High maternal HbA1c is associated with overweight in neonates

Maria Rudkjær Mikkelsen1, Sigrid Bruun Nielsen1, Edna Stage1, Elisabeth R. Mathiesen2 & Peter Damm3,

1. sep. 2011
13 min.

Faktaboks

Fakta

The prevalence of gestational diabetes mellitus (GDM) in Denmark is 2-3% [1] and the condition is defined as any degree of glucose intolerance with onset or first recognition during pregnancy [2]. Glucose crosses the placental barrier, and the resulting higher levels of foetal glucose in gestational diabetic pregnancy induce hyperinsulinaemia, which is associated with an increased risk of large-for-gestational age (LGA) infants, shoulder dystocia and neonatal hypoglycaemia [3-5]. Intensive treatment of the maternal hyperglycaemia decreases the risk of these complications [6-8]. The treatment strategy for women with GDM is therefore to maintain blood glucose levels within the "near-normal" range in pregnancy.

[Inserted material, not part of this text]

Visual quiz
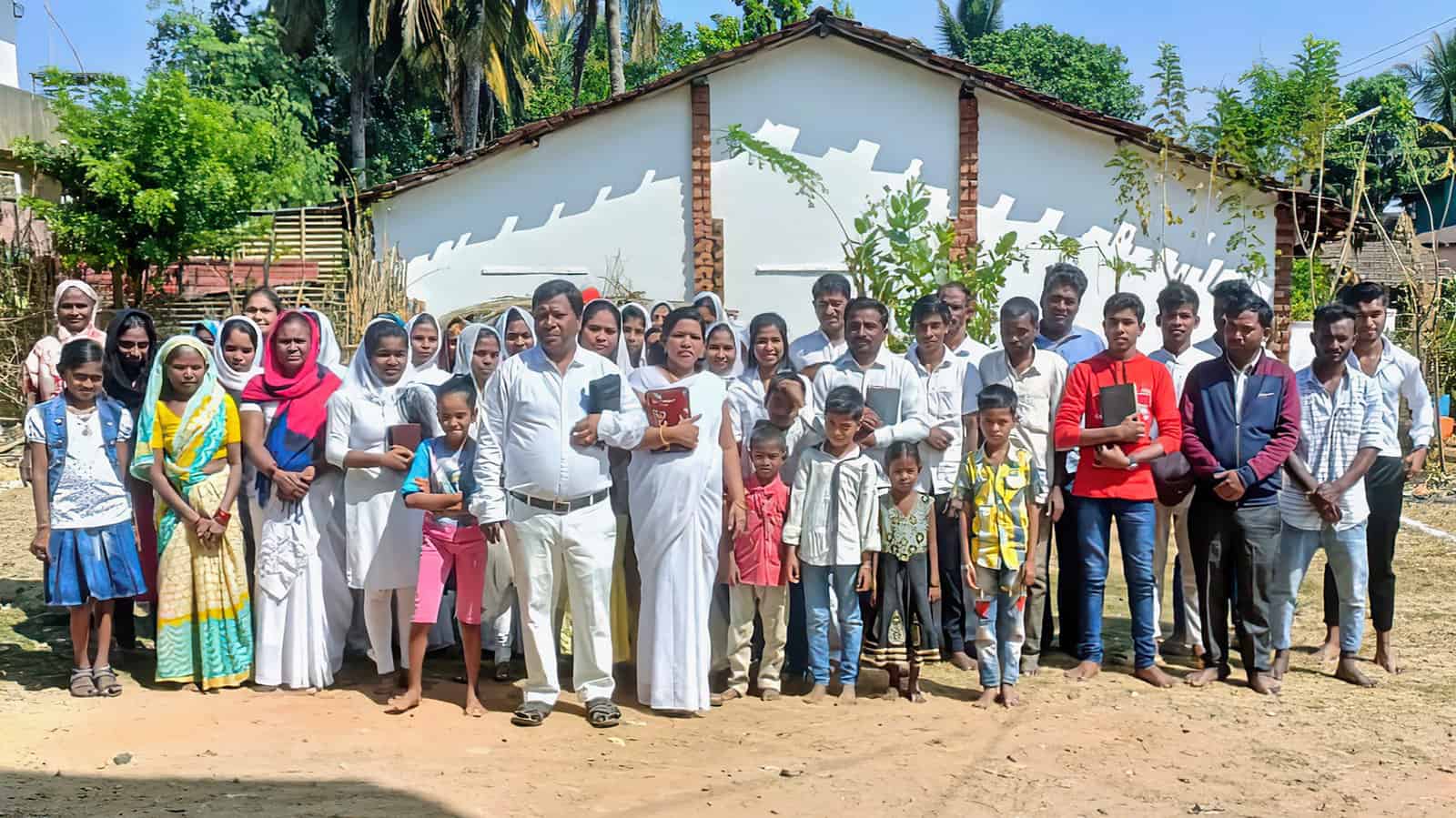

HbA1c is widely used as a measure of metabolic control during pregnancy, and it has been documented that it is associated with diabetes-related pregnancy complications in type 1 diabetes [9]. In addition, HbA1c can be measured independently of the patient’s compliance with glucose monitoring and it is therefore of special value in women with suboptimal treatment compliance. The value of using HbA1c as a treatment goal and risk marker of complications in the newborns of women with GDM has, to our knowledge, not previously been described in the literature.

At our Centre for Pregnant Women with Diabetes, we have sought to establish HbA1c within the normal range (≤ 5.6%) in the last part of pregnancy in all pregnant women with diabetes [10]. The aims of the present study were to determine the prevalence of pregnant women with GDM who did not obtain HbA1c within normal range before delivery and to examine whether elevated HbA1c values are associated with an increased risk of LGA infants.

MATERIAL AND METHODS

A cohort comprising all women with GDM delivering at our Centre for Pregnant Women with Diabetes during the year 2007 was identified. GDM was diagnosed if a two-hour 75-g oral glucose tolerance test value was ≥ 9.0 mmol/l in capillary whole blood, or if fasting blood glucose was > 6.1 mmol/l [11]. The following inclusion criteria were applied: GDM diagnosed before 34 weeks, singleton pregnancies, an HbA1c outside the normal range at diagnosis and measured again less than three weeks before delivery and a minimum of three weeks between the two measurements. Eight women with missing HbA1c values and one woman with a malignant disorder was excluded which left us with 148 (93%) out of 157 eligible participants. Demographic and clinical data of the mother and child were obtained from the original medical records.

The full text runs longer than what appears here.